The Case of Taiwan
5. Concluding remarks
Due to heterogeneity in human capital, the individual will self select his or her educational attainment. In this situation, sorting and selection on unobserved heterogeneity results in a bias estimator for rate of return to education using the conventional OLS and IV methods. The OLS tends to underestimate, while the IV method tends to overestimate. By considering heterogeneity in an individual’s abilities and self selection in education, this paper estimates the rate of return to university education in Taiwan using Manpower Utilization survey data for 1990 and 2000.
Estimation results show that without considering an individual’s heterogeneity in abilities and selection in educational choice, the OLS and IV methods will generate bias and inconsistent estimators for the effect of treatment on the treated. The estimated marginal treatment effect confirms the heterogeneous human capital hypothesis, that there is a heterogeneous rate of return to education among individuals.
The declining trend of the MTE curve further justifies the self selection on unobserved heterogeneity according to the principle of comparative advantage, that those who attain university are more willing to pay a higher price for schooling and hence tend to obtain a higher return on education.

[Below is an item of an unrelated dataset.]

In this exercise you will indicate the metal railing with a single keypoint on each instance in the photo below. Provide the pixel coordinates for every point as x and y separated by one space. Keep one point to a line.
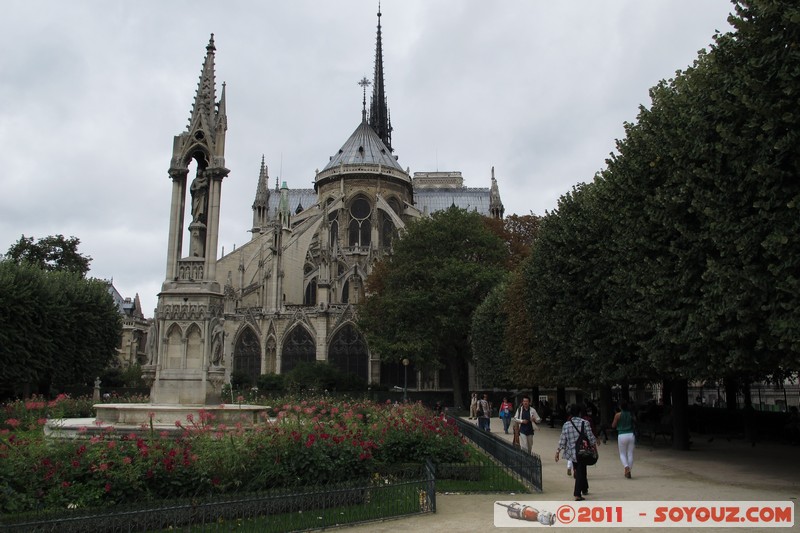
386 495
528 468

The estimated average annual rates of return to university education are 11.5%
and 6.64% in 1990 and 2000, respectively, higher than the coefficients estimated by OLS. However, for those who receive university education, their marginal rates of return to education are 19% and 15% for 1990 and 2000, respectively, higher than the average rate of return. Moreover, the expected rates of return to education in 1990 and 2000 are a random variable that follows certain distribution. These results are all consistent with the theory of self selection on unobserved heterogeneous abilities. As for the declining trend of rate of return to university education, it may be caused by the rapid expansion of colleges and universities and the increasing supply of college graduates in the 1990s.
Thus, major implications of our findings are that as heterogeneity creates sorting gain among individuals, the finding of very significant and persistent sorting gains for those who choose to have university supports the heterogeneous human capital hypothesis. Moreover, the estimated average treatment effect will significantly different from the effect of treatment on the treated, i.e., the average rate of return to education will be significantly less than the rate of return to those choose to have university. However, the implementation of college expansion policy in the 1990s tends to reduce the average rate of return to education over time, and at the mean time the magnitude of selection bias will also decline too as more and more high school graduates start to enter the university under college expansion policy. As a result, the the bias between the estimated effect by OLS and the effect of treatment on treated will shrink.